Ms. Bhutto got a swift and horrifying reminder of how close Pakistan is to the brink — and of what she’s up against — when explosions ripped through the crowds near her motorcade last night, killing scores of people.

It’s hard to see her return as a victory for democracy, especially since it is the result of a dubious deal with Gen. Pervez Musharraf that grants him another five years in the presidency. Nor is it a great triumph for the rule of law, since, in exchange for playing ball with the general, Ms. Bhutto has been handed a convenient amnesty that wipes out serious corruption charges dating back to her years as prime minister. Without that protection, she would have risked possible imprisonment by returning home.

Still, letting her back in to lead her party’s ticket in the soon-to-be-held parliamentary elections is an important step forward for a country that has been subjected to eight years of essentially one-man rule and has grown ever more polarized.
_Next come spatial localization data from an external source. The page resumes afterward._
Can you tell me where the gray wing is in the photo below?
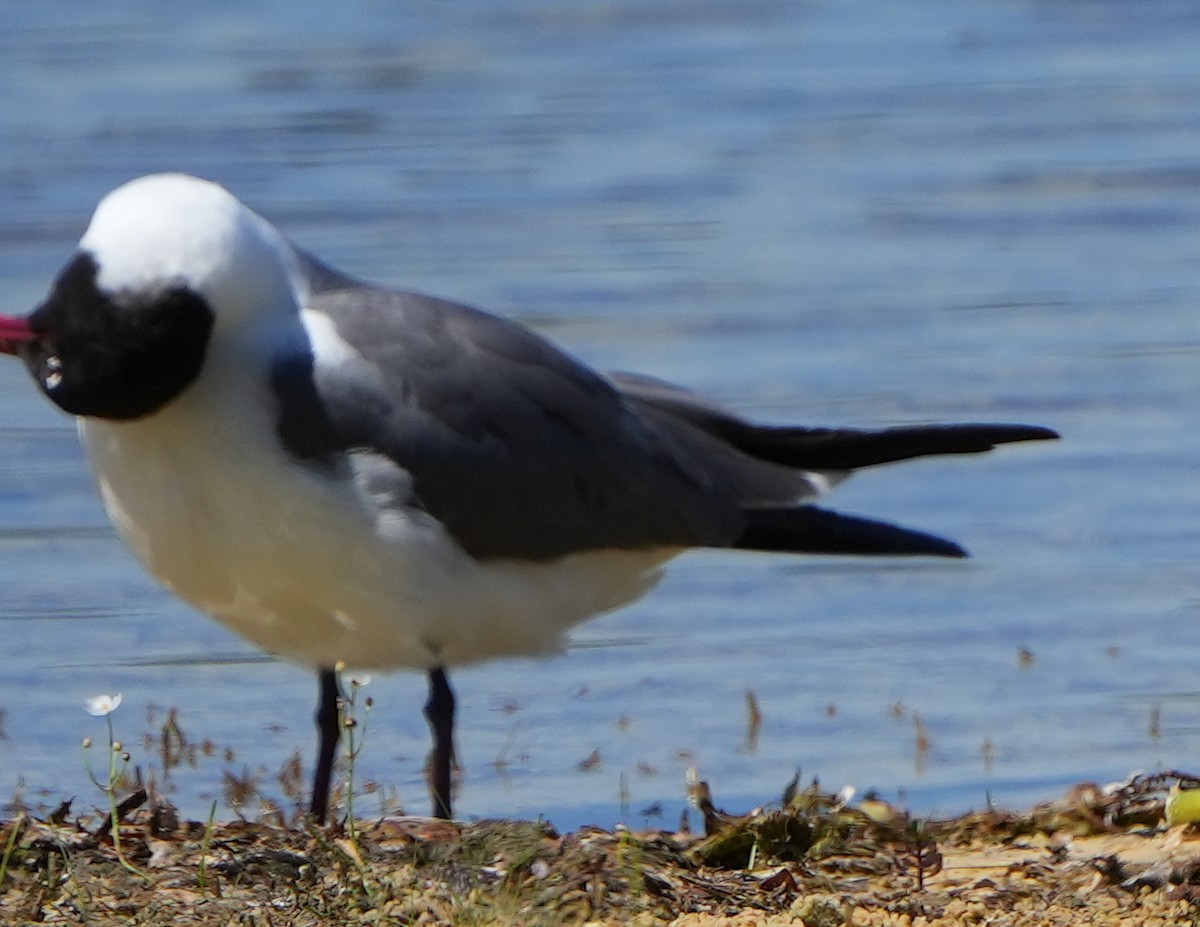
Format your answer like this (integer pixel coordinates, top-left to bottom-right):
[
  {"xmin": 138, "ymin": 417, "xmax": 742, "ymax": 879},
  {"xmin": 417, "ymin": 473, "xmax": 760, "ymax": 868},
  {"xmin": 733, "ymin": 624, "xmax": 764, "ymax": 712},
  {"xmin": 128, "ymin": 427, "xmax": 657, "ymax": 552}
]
[
  {"xmin": 281, "ymin": 250, "xmax": 1055, "ymax": 563},
  {"xmin": 285, "ymin": 253, "xmax": 771, "ymax": 560}
]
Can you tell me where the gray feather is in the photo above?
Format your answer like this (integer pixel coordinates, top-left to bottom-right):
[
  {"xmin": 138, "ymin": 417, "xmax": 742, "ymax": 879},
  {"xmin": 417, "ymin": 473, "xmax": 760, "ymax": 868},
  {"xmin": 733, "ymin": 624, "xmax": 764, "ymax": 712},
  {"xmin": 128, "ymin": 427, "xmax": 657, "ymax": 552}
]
[
  {"xmin": 287, "ymin": 253, "xmax": 755, "ymax": 559},
  {"xmin": 275, "ymin": 248, "xmax": 1057, "ymax": 563}
]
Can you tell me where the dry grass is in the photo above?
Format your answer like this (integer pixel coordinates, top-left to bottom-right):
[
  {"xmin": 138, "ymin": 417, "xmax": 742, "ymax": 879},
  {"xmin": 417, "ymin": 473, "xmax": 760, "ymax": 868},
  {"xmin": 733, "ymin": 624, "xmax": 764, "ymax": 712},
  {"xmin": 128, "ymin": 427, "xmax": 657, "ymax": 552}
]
[{"xmin": 3, "ymin": 772, "xmax": 1200, "ymax": 925}]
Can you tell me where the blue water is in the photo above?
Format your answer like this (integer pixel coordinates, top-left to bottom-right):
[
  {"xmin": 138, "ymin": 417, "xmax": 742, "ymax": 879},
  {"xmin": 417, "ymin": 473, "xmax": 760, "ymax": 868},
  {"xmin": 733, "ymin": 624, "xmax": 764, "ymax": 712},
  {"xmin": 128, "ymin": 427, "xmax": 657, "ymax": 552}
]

Ms. Bhutto’s greatest challenge will be to redeem this tawdry trade-off by using her popularity and skills to leverage this modest political opening into something resembling genuine democracy. Her first step should be to insist that those parliamentary elections are open to all, including her longtime political rival, Nawaz Sharif, another former prime minister. His previous tenure, like hers, was badly flawed. But they are Pakistan’s two most popular politicians, and without the participation of both of them there can be no Pakistani democracy.

Washington’s help will be crucial in this effort. For too long it has coddled General Musharraf for his supposedly stalwart policies against the Taliban and Al Qaeda. But recently, those policies have seemed scarcely more credible than his hollow promises to accept the constraints of law and democracy or his commitment to free elections.

After belatedly recognizing that the general’s misrule was dangerously strengthening, not weakening, extremist forces in Pakistan, Washington helped engineer the deal that permitted Ms. Bhutto’s return. Now, it must help her and Pakistan truly move toward democracy.